From: Ryan Roberts <ryan.roberts@arm.com>
To: Barry Song <21cnbao@gmail.com>
Cc: akpm@linux-foundation.org, baolin.wang@linux.alibaba.com,
corbet@lwn.net, da.gomez@samsung.com, david@redhat.com,
hughd@google.com, ioworker0@gmail.com,
linux-kernel@vger.kernel.org, linux-mm@kvack.org,
willy@infradead.org, ziy@nvidia.com
Subject: Re: [PATCH v1] mm: shmem: Rename mTHP shmem counters
Date: Tue, 9 Jul 2024 09:35:31 +0100 [thread overview]
Message-ID: <ca200353-da41-4f2e-b036-f22ab4bbf1b6@arm.com> (raw)
In-Reply-To: <CAGsJ_4xy+ADGF2te4Xh=DMABDGEAAp-7QGPgJF6MstOYXVNYtA@mail.gmail.com>
On 09/07/2024 09:13, Barry Song wrote:
> On Tue, Jul 9, 2024 at 7:55 PM Ryan Roberts <ryan.roberts@arm.com> wrote:
>>
>> On 09/07/2024 02:44, Barry Song wrote:
>>> On Tue, Jul 9, 2024 at 12:30 AM Ryan Roberts <ryan.roberts@arm.com> wrote:
>>>>
>>>> On 08/07/2024 12:36, Barry Song wrote:
>>>>> On Mon, Jul 8, 2024 at 11:24 PM Ryan Roberts <ryan.roberts@arm.com> wrote:
>>>>>>
>>>>>> The legacy PMD-sized THP counters at /proc/vmstat include
>>>>>> thp_file_alloc, thp_file_fallback and thp_file_fallback_charge, which
>>>>>> rather confusingly refer to shmem THP and do not include any other types
>>>>>> of file pages.

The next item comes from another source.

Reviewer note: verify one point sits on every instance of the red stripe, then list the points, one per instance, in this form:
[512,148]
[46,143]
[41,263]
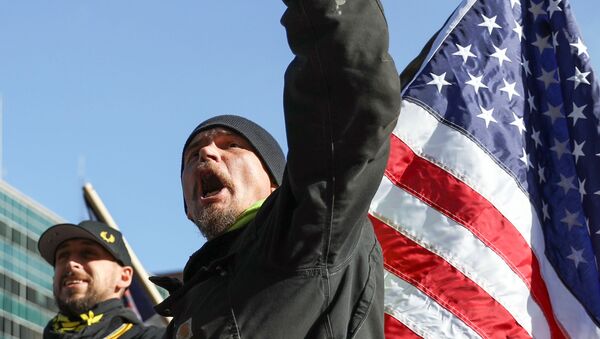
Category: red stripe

This is inconsistent since in most other places in the
>>>>>> kernel, THP counters are explicitly separated for anon, shmem and file
>>>>>> flavours. However, we are stuck with it since it constitutes a user ABI.
>>>>>>
>>>>>> Recently, commit 66f44583f9b6 ("mm: shmem: add mTHP counters for
>>>>>> anonymous shmem") added equivalent mTHP stats for shmem, keeping the
>>>>>> same "file_" prefix in the names. But in future, we may want to add
>>>>>> extra stats to cover actual file pages, at which point, it would all
>>>>>> become very confusing.
>>>>>>
>>>>>> So let's take the opportunity to rename these new counters "shmem_"
>>>>>> before the change makes it upstream and the ABI becomes immutable.
>>>>>
>>>>> Personally, I think this approach is much clearer. However, I recall
>>>>> we discussed this
>>>>> before [1], and it seems that inconsistency is a concern?
>>>>
>>>> Embarrassingly, I don't recall that converstation at all :-| but at least what I
>>>> said then is consistent with what I've done in this patch.
>>>>
>>>> I think David's conclusion from that thread was to call them FILE_, and add both
>>>> shmem and pagecache counts to those counters, meaning we can keep the same name
>>>> as legacy THP counters. But those legacy THP counters only count shmem, and I
>>>> don't think we would get away with adding pagecache counts to those at this
>>>> point? (argument: they have been around for long time and there is a risk that
>>>> user space relies on them and if they were to dramatically increase due to
>>>> pagecache addition now that could break things). In that case, there is still
>>>> inconsistency, but its worse; the names are consistent but the semantics are
>>>> inconsistent.
>>>>
>>>> So my vote is to change to SHMEM_ as per this patch :)
>>>
>>> I have no objections. However, I dislike the documentation for
>>> thp_file_*. Perhaps we can clean it all up together ?
>>
>> I agree that we should clean this documentation up and I'm happy to roll it into
>> v2. However, I don't think what you have suggested is quite right.
>>
>> thp_file_alloc, thp_file_fallback and thp_file_fallback_charge *only* count
>> shmem. They don't count pagecache. So perhaps the change should be "...every
>> time a shmem huge page (dispite being named after "file", the counter measures
>> only shmem) is..."?
>
> I understand what you are saying, and I know that thp_file_* has only
> included shmem so far. My question is whether it will include regular
> files in the future? If not, I am perfectly fine with your approach.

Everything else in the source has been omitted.